Giuseppe Silletti: In this specific experience that you had, developing this feature you were talking about, once you explained this user experience to business, what happened next?
Senior Engineer: We’re still kind of in the middle of it, to be honest. We are trying to move things faster, essentially.
Right now we’re at the stage where we’re trying to involve more senior managers into this whole decision, up to a director level, so we’re escalating the chain of command, basically. I am of the opinion that we should go up that chain as soon as we can, just because if we’re going to end up needing a decision from someone more senior, it’s great if we can get to that point as fast as possible.
Right now, I think there’s a few outstanding meetings where we’re going to present all of these different options to someone at a director level so that we can get a decision soon. So things have started to pick up pace.
On our end, we’ve started doing POCs of how we can do the various different options. We have a brand new microservice which we’ll be able to connect to both systems. And eventually, we want to have a state where we can easily shift between the two different systems.
Hopefully, by the time we get a decision, we’re going to have all of this up and running so that we can implement a very simple routing logic inside of this. Basically, we’re preempting the work that we’re going to have to do. We’re setting up the groundwork, we’re abstracting all the bits that we don’t know about, implementing the bits that we do know that we’re going to need, and as soon as we get that decision, we’re going to be able to implement the logic that we agree is going to be the best migration strategy.
Giuseppe Silletti: Can you think of a case where you had an idea or opportunity in mind, but you found it difficult to communicate the benefits?

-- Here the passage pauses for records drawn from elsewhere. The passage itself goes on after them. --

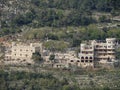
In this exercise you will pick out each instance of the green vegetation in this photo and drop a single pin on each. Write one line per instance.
(61, 80)
(53, 13)
(52, 57)
(37, 57)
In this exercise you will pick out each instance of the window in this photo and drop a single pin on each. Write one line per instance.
(90, 61)
(71, 60)
(90, 57)
(86, 60)
(78, 61)
(82, 57)
(86, 57)
(26, 55)
(82, 60)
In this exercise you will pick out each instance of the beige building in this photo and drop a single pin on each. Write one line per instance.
(97, 50)
(22, 51)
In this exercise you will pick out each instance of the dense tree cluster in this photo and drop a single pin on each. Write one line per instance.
(53, 13)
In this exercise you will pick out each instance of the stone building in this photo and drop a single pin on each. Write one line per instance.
(97, 50)
(20, 51)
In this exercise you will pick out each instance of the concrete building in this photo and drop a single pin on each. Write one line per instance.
(20, 51)
(97, 50)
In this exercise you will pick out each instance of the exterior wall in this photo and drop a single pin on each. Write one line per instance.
(86, 55)
(94, 50)
(22, 52)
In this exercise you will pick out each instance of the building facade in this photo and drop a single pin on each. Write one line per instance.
(97, 50)
(22, 51)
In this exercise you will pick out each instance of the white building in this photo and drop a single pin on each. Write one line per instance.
(22, 52)
(97, 50)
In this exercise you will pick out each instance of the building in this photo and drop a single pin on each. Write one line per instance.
(97, 50)
(22, 52)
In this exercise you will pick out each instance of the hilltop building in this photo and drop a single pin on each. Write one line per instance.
(22, 52)
(97, 50)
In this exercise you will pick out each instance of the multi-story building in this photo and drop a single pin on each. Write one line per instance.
(22, 51)
(97, 50)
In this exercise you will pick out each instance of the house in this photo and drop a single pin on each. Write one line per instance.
(97, 50)
(22, 52)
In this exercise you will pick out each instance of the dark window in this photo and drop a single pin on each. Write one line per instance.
(90, 60)
(82, 57)
(90, 57)
(86, 60)
(71, 60)
(82, 60)
(78, 61)
(86, 57)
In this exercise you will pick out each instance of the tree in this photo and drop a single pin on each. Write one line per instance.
(37, 57)
(52, 57)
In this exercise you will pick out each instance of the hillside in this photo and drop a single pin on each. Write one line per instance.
(53, 13)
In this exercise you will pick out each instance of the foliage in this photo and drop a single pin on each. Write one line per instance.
(53, 13)
(37, 57)
(52, 57)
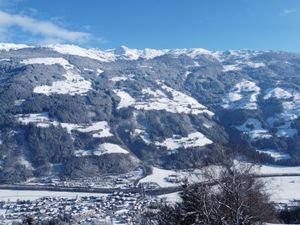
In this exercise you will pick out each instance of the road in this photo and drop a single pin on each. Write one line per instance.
(158, 191)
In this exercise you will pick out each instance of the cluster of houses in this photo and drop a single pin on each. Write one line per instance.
(119, 207)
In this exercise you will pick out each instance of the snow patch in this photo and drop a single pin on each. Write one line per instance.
(125, 99)
(276, 155)
(98, 129)
(72, 85)
(253, 128)
(159, 99)
(96, 54)
(48, 61)
(9, 46)
(242, 96)
(195, 139)
(109, 148)
(278, 93)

Senior Engineer: Something that I noticed in a previous job - it was kind of a startup/scale-up company, less than 100 people. A company of that size needs to experiment a lot. People from different teams were running their own experiments in terms of presenting different ideas to customers, different pilots, different offers, but all of that was very manual and there was no way of tracking progress within the business of what exactly works and what doesn’t.

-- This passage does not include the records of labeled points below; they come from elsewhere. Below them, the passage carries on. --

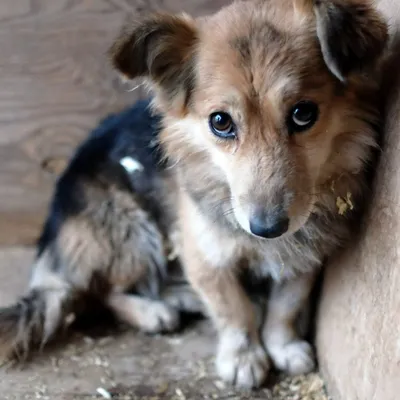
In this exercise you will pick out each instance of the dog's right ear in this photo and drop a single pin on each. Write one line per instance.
(160, 48)
(352, 34)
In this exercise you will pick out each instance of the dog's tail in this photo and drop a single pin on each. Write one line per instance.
(30, 323)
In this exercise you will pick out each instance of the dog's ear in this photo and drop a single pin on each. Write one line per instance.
(160, 48)
(352, 35)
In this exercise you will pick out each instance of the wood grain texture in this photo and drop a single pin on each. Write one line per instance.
(56, 83)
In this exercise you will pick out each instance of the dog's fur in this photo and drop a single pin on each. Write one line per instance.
(108, 236)
(254, 60)
(109, 226)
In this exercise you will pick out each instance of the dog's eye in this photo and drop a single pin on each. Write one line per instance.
(303, 116)
(222, 125)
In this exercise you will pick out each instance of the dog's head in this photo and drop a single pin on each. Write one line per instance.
(272, 98)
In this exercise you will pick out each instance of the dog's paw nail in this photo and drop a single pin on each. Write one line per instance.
(161, 318)
(295, 358)
(244, 368)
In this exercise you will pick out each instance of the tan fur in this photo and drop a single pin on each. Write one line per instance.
(255, 60)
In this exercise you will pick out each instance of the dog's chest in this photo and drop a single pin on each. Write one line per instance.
(281, 260)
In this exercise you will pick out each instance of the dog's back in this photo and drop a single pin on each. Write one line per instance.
(104, 234)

The opportunity that I spotted there was to create a tool, an internal tool, so that people from the various business departments can track the success of their pilots. Do they want to increase signups? How is their experiment affecting those signups?
What I created was - because we had a hackathon - I created a platform where they could basically log their experiments as pilots. They could choose one of a few different types of pilots, and then they can track results there, essentially. They could query the database - well, there were a few very simple queries to allow them to track the success of their pilots. They could basically select a cohort of customers who they’re using as part of their testing pool, and they can track metrics related to those customers.

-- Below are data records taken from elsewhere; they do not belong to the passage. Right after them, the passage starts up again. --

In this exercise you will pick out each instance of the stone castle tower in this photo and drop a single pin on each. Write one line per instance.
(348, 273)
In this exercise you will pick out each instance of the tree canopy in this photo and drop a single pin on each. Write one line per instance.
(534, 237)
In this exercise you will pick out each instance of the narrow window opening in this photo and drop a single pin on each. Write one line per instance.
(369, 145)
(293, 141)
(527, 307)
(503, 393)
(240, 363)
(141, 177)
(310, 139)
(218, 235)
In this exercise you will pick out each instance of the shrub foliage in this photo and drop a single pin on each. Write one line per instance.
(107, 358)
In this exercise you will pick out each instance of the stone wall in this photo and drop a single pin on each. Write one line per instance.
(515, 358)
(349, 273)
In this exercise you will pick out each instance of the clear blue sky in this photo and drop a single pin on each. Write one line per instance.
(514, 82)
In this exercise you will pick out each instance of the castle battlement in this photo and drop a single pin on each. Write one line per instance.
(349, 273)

Giuseppe Silletti: Did you have any difficulties in communicating to the product or business stakeholders?
Senior Engineer: It’s certainly difficult sometimes because you do have to convince people to see the value. And I think with a tool like the one that I described, what I was relying on is basically the ability to have a very consistent workflow of doing things.
Because a lot of those pilots, the way it usually worked was people would basically create brittle spreadsheets where they log a bunch of stuff. And it’s really the time-saving aspect and the consistency aspect that you need to communicate.
There’s a lot of different ways to communicate this. And that was sometimes difficult, especially I was much more junior then. And I was basically giving all of the tech-y arguments, and I had to make this shift to thinking of what’s the benefit for them.
Are they going to save time? Is their job going to be made easier? And that’s the thing that I was trying to communicate, essentially. It helped them do their job faster and easier.